Obsession di Calvin Klein è invece una piacevole sorpresa: gli esperti che l’hanno provato sostengono che la riformulazione moderna somigli molto alla fragranza originale. Davvero un’eccezione tra tante riproposte orribili, per cui volendo provarlo -con circa 30 euro- ci si può permettere un tuffo vintage.

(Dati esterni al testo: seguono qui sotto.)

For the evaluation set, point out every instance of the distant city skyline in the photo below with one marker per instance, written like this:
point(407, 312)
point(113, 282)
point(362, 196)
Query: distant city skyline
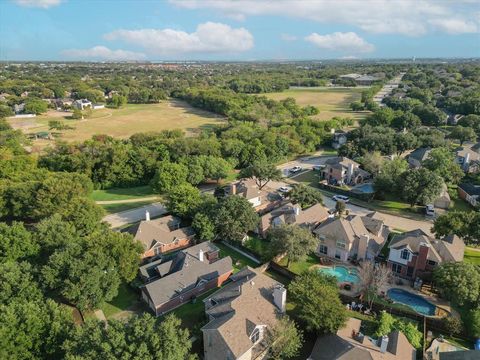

Charlie, da profumo economico qual è, ha subìto infinite riformulazioni e versioni. Quella moderna ha purtroppo poco in comune con l’originale, ma per appena 8 euro vale la pena provare la versione “Blu” che è quella vintage. Diverso il discorso per Jontue: pare che il Jontue moderno sia molto simile a quello degli anni ’80, e con meno di 10 euro si può mettere in funzione la macchina del tempo. Baruffa invece, a sentire gli esperti, esiste ancora ma è irriconoscibile; contrastanti le opinioni su Arrogance, anche se prevale l’idea che quello di oggi sia molto simile all’originale. Si trova qui a circa 20 euro.

Profumo Arrogance

Per finire, Anais Anais. Cacharel non l’ha ovviamente dimenticato e ne ha riproposte almeno una dozzina di versioni, una delle quali chiamata proprio “l’original”. Ma nessuno, oggi, ripropone i profumi originali anni 80 così com’erano: un po’ per i nostri gusti moderni, che forse non sopporterebbero la complessità delle formulazioni d’epoca, un po’ (parecchio) per i costi. Oggi si producono profumi totalmente sintetici, fatti con materie prime dai costi irrisori, per cui è con quelle che si tenta di riprodurre le fragranze originali. Anais è somigliante… ma diverso: ottimo per scoprirlo ex novo, meno ideale per chi cerca di ritrovare quell’atmosfera. Per fortuna si trova a poco prezzo.